US industrial giant General Electric (GE) is to pay a $200m (£150m) penalty to settle charges brought by the Securities and Exchange Commission over disclosure failures in its power and insurance businesses
In 2017 and 2018, GE’s stock price fell almost 75% as challenges in its power and insurance businesses were disclosed to the public.
According to the SEC, GE misled investors by describing its GE Power profits without explaining that one-quarter of profits in 2016 and nearly half in the first three quarters of 2017 stemmed from reductions in its prior cost estimates.
The regulator said that GE failed to tell investors that its reported increase in current industrial cash collections was coming at the expense of cash in future years and came primarily from internal receivable sales between GE Power and GE’s financial services business, GE Capital.

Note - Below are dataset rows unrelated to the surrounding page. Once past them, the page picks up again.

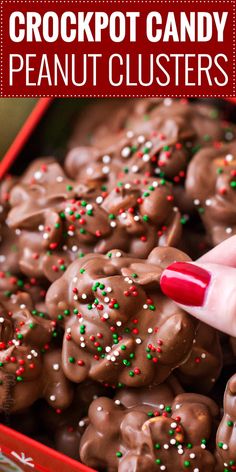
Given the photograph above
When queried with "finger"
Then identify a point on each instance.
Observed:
(206, 291)
(224, 253)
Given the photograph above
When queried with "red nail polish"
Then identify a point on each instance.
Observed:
(185, 283)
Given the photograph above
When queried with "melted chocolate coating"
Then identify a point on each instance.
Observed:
(150, 430)
(226, 437)
(211, 183)
(56, 224)
(119, 327)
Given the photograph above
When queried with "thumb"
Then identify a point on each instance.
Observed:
(205, 290)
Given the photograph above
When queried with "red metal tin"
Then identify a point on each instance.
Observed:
(18, 452)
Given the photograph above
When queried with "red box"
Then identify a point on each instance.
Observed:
(15, 448)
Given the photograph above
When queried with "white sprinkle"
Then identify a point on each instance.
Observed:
(126, 152)
(180, 451)
(106, 159)
(148, 144)
(168, 101)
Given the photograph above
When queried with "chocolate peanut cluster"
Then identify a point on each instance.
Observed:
(151, 429)
(211, 183)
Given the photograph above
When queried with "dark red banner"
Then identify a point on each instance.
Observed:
(118, 48)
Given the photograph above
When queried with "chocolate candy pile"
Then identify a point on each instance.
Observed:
(94, 360)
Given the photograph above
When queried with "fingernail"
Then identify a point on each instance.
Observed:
(185, 283)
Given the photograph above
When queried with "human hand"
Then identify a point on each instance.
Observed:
(206, 288)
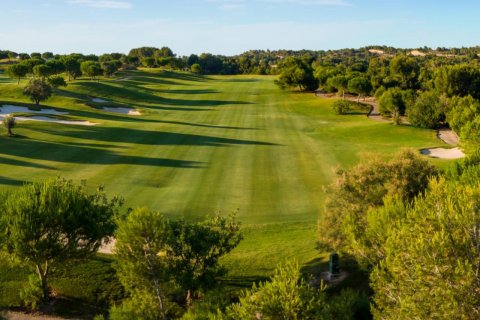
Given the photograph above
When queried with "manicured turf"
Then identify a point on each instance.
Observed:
(202, 145)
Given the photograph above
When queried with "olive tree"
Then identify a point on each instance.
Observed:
(44, 224)
(17, 71)
(37, 90)
(9, 123)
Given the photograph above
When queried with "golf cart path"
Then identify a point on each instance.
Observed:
(447, 135)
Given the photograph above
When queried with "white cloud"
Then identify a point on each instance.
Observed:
(312, 2)
(108, 4)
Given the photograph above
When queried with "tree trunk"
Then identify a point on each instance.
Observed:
(43, 273)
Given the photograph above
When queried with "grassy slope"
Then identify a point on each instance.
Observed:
(205, 145)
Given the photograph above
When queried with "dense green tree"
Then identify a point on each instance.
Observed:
(360, 86)
(37, 90)
(9, 123)
(141, 244)
(288, 296)
(47, 223)
(17, 71)
(91, 69)
(210, 64)
(57, 81)
(462, 110)
(56, 65)
(194, 250)
(72, 67)
(340, 83)
(31, 63)
(36, 55)
(391, 102)
(195, 68)
(428, 111)
(12, 55)
(405, 70)
(458, 80)
(365, 186)
(432, 258)
(148, 62)
(295, 72)
(47, 55)
(42, 71)
(110, 67)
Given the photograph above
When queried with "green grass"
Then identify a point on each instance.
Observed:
(202, 145)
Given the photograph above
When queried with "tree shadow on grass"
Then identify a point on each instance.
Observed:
(144, 137)
(133, 95)
(69, 153)
(11, 182)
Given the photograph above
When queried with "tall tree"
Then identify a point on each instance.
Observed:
(17, 71)
(432, 258)
(141, 242)
(295, 72)
(37, 90)
(47, 223)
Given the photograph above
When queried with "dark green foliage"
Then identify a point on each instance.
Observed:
(462, 111)
(295, 72)
(364, 187)
(46, 224)
(341, 107)
(148, 62)
(360, 86)
(17, 71)
(32, 294)
(458, 80)
(57, 81)
(9, 123)
(430, 269)
(391, 102)
(428, 111)
(37, 90)
(195, 68)
(72, 66)
(91, 69)
(194, 250)
(405, 71)
(289, 296)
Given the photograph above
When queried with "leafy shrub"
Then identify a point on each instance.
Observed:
(32, 293)
(341, 107)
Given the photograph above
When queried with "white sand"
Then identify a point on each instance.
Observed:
(47, 119)
(128, 111)
(443, 153)
(99, 100)
(8, 109)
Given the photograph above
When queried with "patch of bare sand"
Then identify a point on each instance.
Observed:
(443, 153)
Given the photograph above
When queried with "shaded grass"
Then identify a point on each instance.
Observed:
(202, 145)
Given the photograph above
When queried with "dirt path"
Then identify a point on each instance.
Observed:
(445, 134)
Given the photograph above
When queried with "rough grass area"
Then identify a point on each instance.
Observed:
(80, 288)
(202, 145)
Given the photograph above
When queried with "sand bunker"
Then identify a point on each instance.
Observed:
(128, 111)
(99, 100)
(8, 109)
(443, 153)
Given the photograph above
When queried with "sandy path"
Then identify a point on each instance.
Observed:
(443, 153)
(446, 135)
(13, 315)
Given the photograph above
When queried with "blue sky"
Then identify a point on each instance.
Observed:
(233, 26)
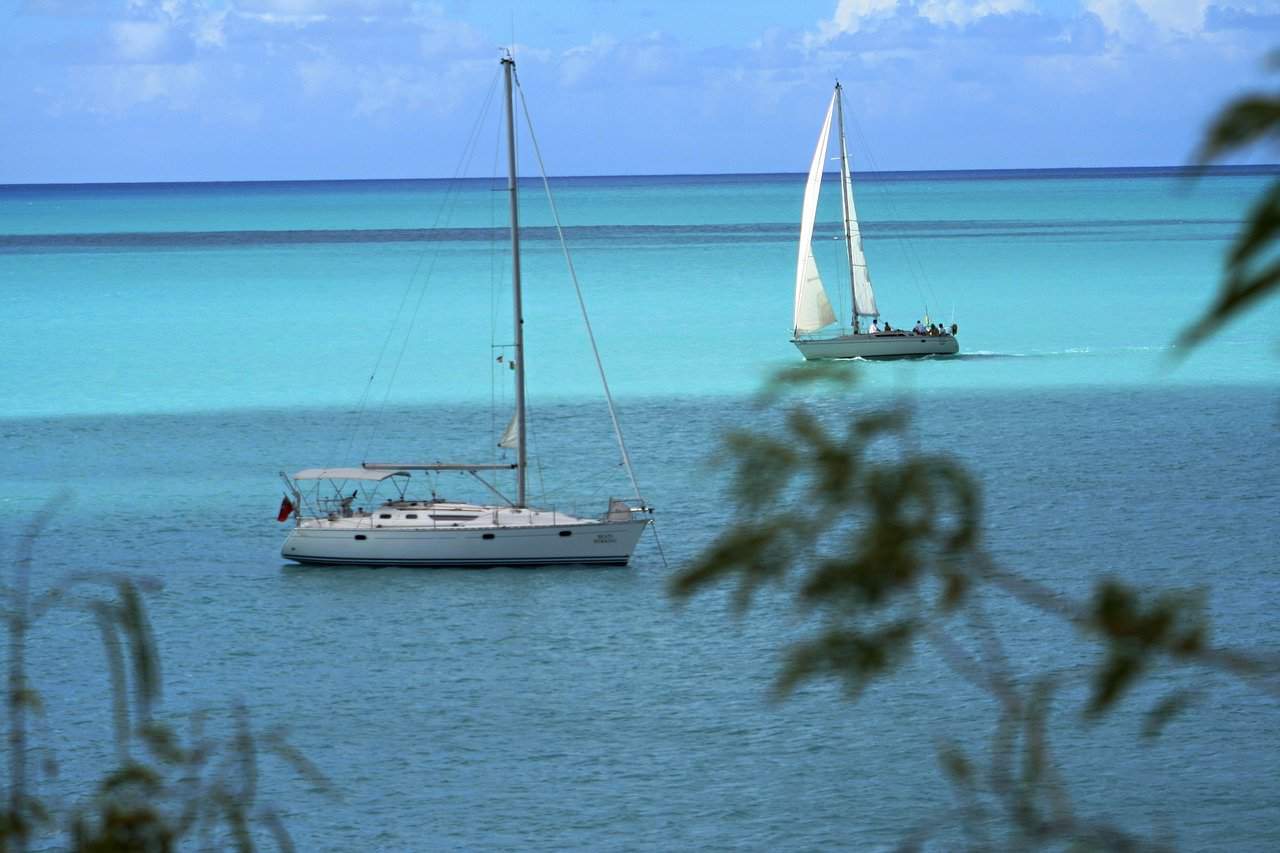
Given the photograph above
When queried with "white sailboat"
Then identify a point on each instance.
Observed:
(402, 530)
(813, 313)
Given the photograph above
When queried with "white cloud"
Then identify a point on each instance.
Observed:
(960, 13)
(850, 16)
(115, 90)
(854, 16)
(138, 41)
(1138, 19)
(579, 62)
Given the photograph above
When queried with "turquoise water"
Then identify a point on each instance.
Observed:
(169, 349)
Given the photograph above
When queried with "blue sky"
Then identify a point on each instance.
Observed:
(223, 90)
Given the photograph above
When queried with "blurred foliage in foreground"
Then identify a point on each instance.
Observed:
(881, 548)
(164, 790)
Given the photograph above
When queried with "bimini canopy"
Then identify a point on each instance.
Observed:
(346, 474)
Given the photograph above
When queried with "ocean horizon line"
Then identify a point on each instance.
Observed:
(726, 177)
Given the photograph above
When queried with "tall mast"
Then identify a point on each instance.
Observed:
(508, 67)
(844, 201)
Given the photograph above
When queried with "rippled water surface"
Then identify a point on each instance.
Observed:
(170, 349)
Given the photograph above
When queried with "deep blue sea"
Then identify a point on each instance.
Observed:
(169, 349)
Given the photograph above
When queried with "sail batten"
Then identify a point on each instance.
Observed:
(812, 306)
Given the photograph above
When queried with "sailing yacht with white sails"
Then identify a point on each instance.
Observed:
(403, 530)
(813, 314)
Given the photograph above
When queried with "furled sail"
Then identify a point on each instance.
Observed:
(812, 306)
(511, 436)
(864, 297)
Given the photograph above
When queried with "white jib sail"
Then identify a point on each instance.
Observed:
(864, 297)
(812, 306)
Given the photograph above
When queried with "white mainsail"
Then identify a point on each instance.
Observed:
(864, 297)
(812, 306)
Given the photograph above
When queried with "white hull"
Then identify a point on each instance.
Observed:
(877, 346)
(600, 543)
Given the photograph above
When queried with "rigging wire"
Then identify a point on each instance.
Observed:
(577, 290)
(913, 261)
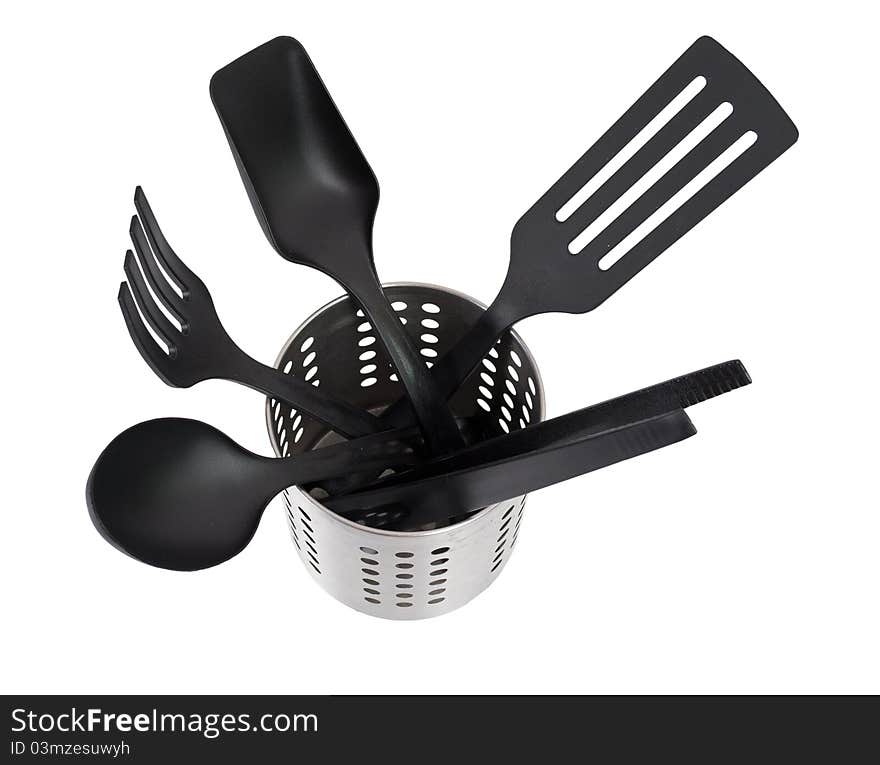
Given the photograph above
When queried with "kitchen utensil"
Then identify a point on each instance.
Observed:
(180, 494)
(316, 197)
(353, 562)
(424, 493)
(423, 501)
(699, 133)
(202, 349)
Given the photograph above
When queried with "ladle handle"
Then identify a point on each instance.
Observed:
(436, 421)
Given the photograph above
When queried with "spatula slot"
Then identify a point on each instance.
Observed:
(642, 137)
(686, 145)
(711, 171)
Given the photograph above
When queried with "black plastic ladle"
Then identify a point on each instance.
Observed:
(316, 197)
(180, 494)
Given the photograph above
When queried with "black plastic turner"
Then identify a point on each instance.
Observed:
(201, 349)
(316, 197)
(630, 195)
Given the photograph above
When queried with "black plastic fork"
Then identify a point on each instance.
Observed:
(200, 349)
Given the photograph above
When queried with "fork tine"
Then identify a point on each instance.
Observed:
(158, 283)
(151, 312)
(155, 356)
(173, 265)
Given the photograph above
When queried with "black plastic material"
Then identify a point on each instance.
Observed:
(201, 349)
(426, 492)
(180, 494)
(544, 277)
(316, 197)
(417, 502)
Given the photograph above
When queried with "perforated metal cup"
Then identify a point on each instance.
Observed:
(391, 574)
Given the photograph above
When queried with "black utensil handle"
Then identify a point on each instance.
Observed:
(436, 498)
(373, 452)
(453, 368)
(655, 400)
(436, 421)
(344, 418)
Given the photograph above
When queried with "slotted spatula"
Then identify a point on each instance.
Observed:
(699, 133)
(316, 197)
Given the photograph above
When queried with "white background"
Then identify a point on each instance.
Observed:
(742, 560)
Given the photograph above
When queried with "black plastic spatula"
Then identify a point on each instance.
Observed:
(315, 196)
(699, 133)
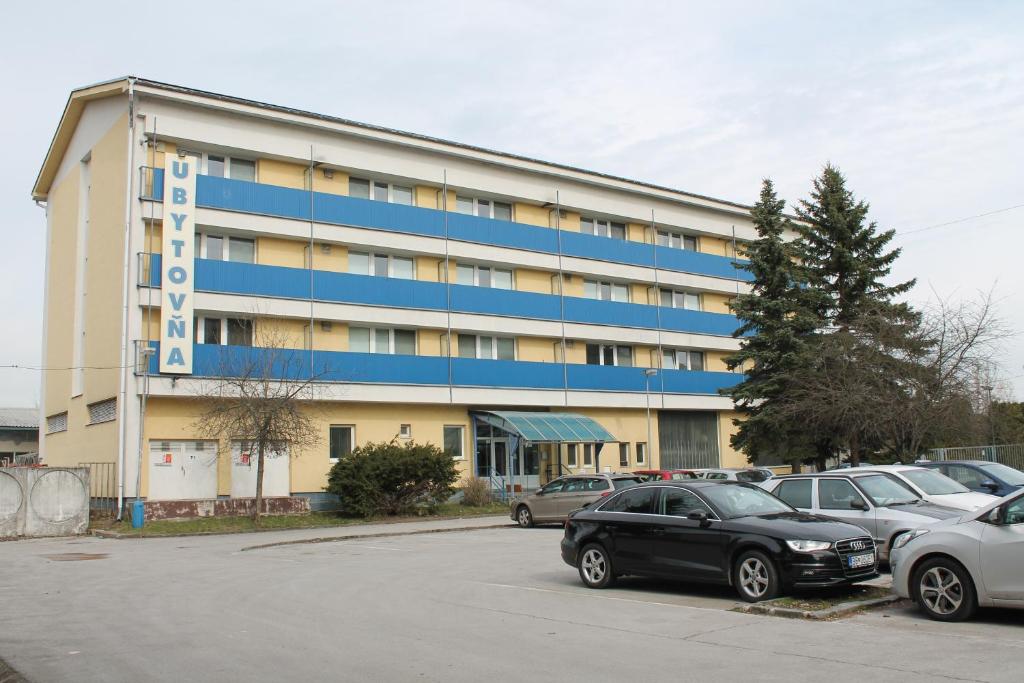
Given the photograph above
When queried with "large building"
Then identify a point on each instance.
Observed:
(434, 291)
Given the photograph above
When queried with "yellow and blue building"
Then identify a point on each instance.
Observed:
(531, 317)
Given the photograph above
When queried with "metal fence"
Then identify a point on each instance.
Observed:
(1007, 454)
(102, 486)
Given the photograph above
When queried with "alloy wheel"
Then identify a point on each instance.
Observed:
(941, 591)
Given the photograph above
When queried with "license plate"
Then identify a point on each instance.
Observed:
(864, 560)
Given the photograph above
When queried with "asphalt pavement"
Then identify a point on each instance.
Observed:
(486, 604)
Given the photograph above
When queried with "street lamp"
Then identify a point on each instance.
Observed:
(647, 374)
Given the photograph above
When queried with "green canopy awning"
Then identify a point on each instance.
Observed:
(548, 427)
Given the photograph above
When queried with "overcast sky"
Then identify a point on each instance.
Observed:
(920, 103)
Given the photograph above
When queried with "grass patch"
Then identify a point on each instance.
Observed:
(824, 600)
(198, 525)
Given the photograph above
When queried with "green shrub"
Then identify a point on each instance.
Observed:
(392, 479)
(476, 494)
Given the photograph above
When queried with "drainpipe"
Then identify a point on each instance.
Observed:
(126, 273)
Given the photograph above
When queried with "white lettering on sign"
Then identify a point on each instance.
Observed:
(178, 265)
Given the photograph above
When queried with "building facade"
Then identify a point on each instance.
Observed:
(433, 291)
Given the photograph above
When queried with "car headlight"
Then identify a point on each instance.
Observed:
(904, 539)
(808, 546)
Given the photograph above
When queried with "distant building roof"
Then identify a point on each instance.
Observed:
(18, 418)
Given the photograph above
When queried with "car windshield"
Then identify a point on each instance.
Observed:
(884, 489)
(1008, 474)
(743, 501)
(934, 483)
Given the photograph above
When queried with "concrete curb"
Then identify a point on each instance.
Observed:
(381, 535)
(842, 609)
(8, 675)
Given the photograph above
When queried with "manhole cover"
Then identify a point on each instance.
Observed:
(75, 557)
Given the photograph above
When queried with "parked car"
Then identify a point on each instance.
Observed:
(748, 474)
(981, 475)
(875, 501)
(951, 567)
(554, 501)
(714, 531)
(935, 486)
(666, 475)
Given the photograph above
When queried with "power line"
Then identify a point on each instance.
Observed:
(958, 220)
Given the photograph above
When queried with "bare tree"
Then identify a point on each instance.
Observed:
(261, 395)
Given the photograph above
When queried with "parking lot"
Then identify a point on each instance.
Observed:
(462, 606)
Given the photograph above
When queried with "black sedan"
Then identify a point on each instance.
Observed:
(715, 531)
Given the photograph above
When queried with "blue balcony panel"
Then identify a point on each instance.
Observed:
(257, 198)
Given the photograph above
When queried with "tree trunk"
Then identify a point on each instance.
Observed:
(259, 482)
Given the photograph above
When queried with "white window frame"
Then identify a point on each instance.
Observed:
(602, 227)
(204, 236)
(390, 339)
(491, 207)
(494, 347)
(684, 294)
(671, 236)
(462, 440)
(598, 284)
(390, 189)
(351, 438)
(614, 354)
(675, 352)
(201, 328)
(476, 275)
(372, 266)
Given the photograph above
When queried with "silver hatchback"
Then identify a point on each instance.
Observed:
(877, 502)
(554, 501)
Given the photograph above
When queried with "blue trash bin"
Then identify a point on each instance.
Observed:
(137, 514)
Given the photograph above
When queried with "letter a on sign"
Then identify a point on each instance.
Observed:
(177, 265)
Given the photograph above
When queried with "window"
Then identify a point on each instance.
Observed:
(593, 289)
(634, 501)
(381, 265)
(483, 208)
(454, 440)
(230, 331)
(224, 248)
(682, 359)
(103, 411)
(56, 423)
(608, 354)
(676, 299)
(482, 346)
(837, 495)
(797, 493)
(679, 503)
(380, 191)
(603, 228)
(342, 438)
(677, 241)
(382, 340)
(483, 275)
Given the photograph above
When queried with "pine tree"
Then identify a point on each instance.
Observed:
(777, 321)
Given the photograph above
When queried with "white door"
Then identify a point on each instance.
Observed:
(244, 468)
(182, 470)
(1003, 554)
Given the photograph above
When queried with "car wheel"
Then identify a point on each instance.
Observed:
(943, 590)
(595, 566)
(755, 577)
(524, 516)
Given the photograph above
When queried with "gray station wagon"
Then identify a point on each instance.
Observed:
(875, 501)
(554, 501)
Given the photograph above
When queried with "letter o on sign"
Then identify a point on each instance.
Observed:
(177, 274)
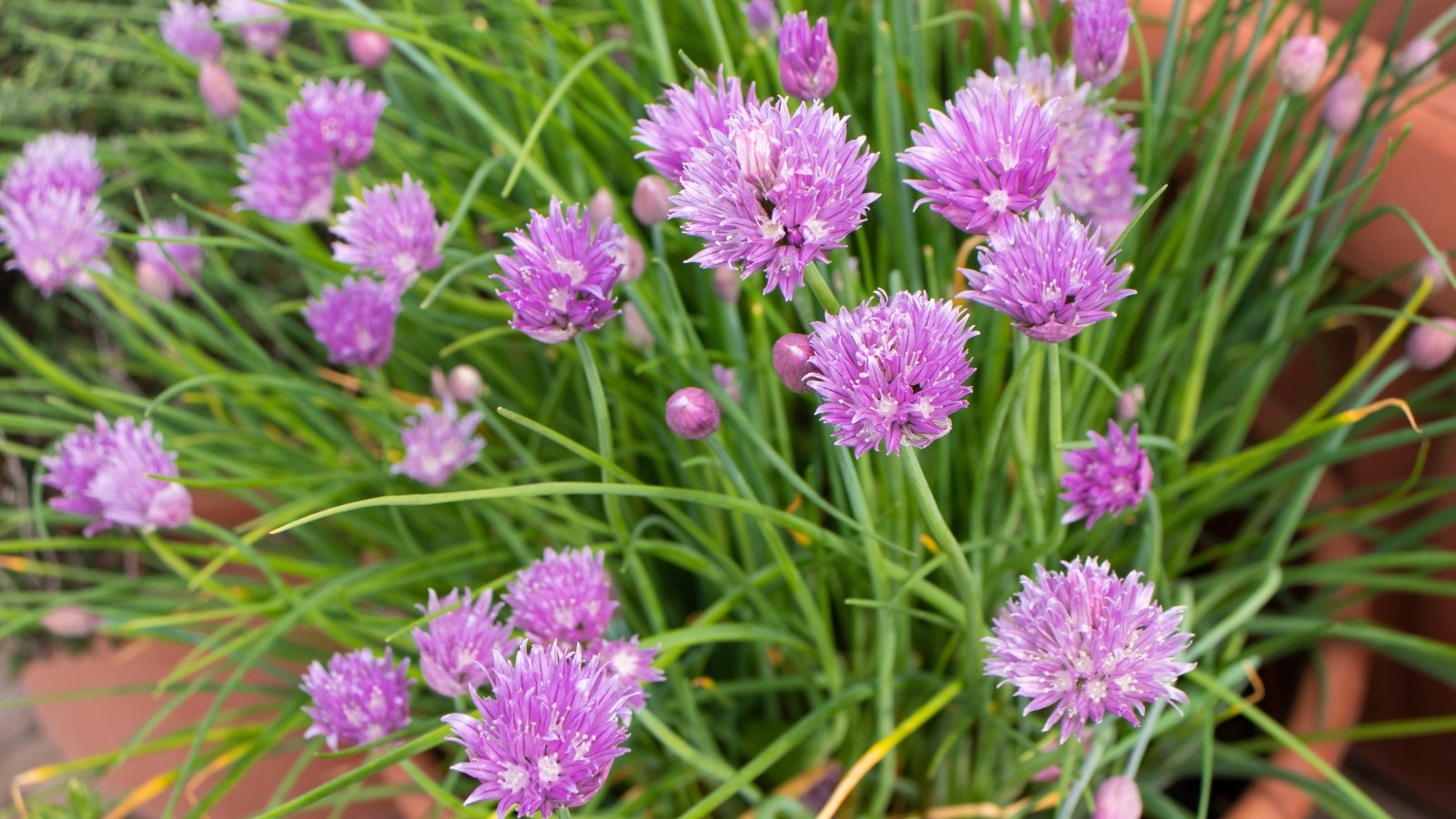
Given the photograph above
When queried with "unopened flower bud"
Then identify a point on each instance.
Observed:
(1130, 402)
(70, 622)
(1300, 63)
(602, 207)
(1118, 799)
(1431, 344)
(465, 383)
(217, 91)
(692, 413)
(727, 285)
(1344, 101)
(369, 48)
(1416, 60)
(791, 360)
(635, 327)
(635, 261)
(650, 201)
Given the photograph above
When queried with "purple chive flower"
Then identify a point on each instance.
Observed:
(1108, 479)
(392, 232)
(561, 276)
(1088, 643)
(632, 665)
(987, 157)
(177, 264)
(548, 733)
(102, 474)
(776, 191)
(892, 373)
(456, 647)
(341, 116)
(1048, 274)
(262, 26)
(437, 443)
(1099, 38)
(564, 596)
(356, 321)
(359, 700)
(188, 28)
(288, 178)
(808, 66)
(688, 121)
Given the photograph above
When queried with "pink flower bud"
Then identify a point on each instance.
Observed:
(1431, 344)
(218, 91)
(465, 383)
(791, 360)
(602, 207)
(1344, 101)
(1118, 799)
(692, 413)
(1300, 63)
(650, 201)
(369, 48)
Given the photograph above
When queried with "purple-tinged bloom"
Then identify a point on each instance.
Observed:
(632, 665)
(561, 276)
(262, 26)
(392, 232)
(776, 191)
(359, 700)
(1108, 479)
(178, 264)
(1088, 643)
(1099, 38)
(437, 443)
(456, 647)
(688, 121)
(102, 474)
(288, 178)
(986, 159)
(892, 373)
(188, 28)
(356, 321)
(1048, 274)
(564, 596)
(808, 66)
(341, 116)
(548, 733)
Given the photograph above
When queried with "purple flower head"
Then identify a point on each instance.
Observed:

In addition, the SEC said that from 2015 to 2017, GE lowered projected costs for claims against its long-term care insurance portfolio and failed to inform investors of the corresponding uncertainties resulting from lower estimates of future insurance liabilities at a time of rising costs from long-term health insurance claims.
Stephanie Avakian, SEC director of the division of enforcement, said: ‘Investors are entitled to an accurate picture of a company’s material operating results.
‘GE’s repeated disclosure failures across multiple businesses materially misled investors about how it was generating reported earnings and cash growth as well as latent risks in its insurance business.’
The SEC said GE violated the antifraud, reporting, disclosure controls, and accounting controls provisions of the securities laws.
Without admitting or denying the order’s findings, GE agreed to cease and desist from future violations of the charged provisions, pay the $200m penalty, and report for a one-year period to the SEC regarding certain accounting and disclosure controls in its insurance and power businesses.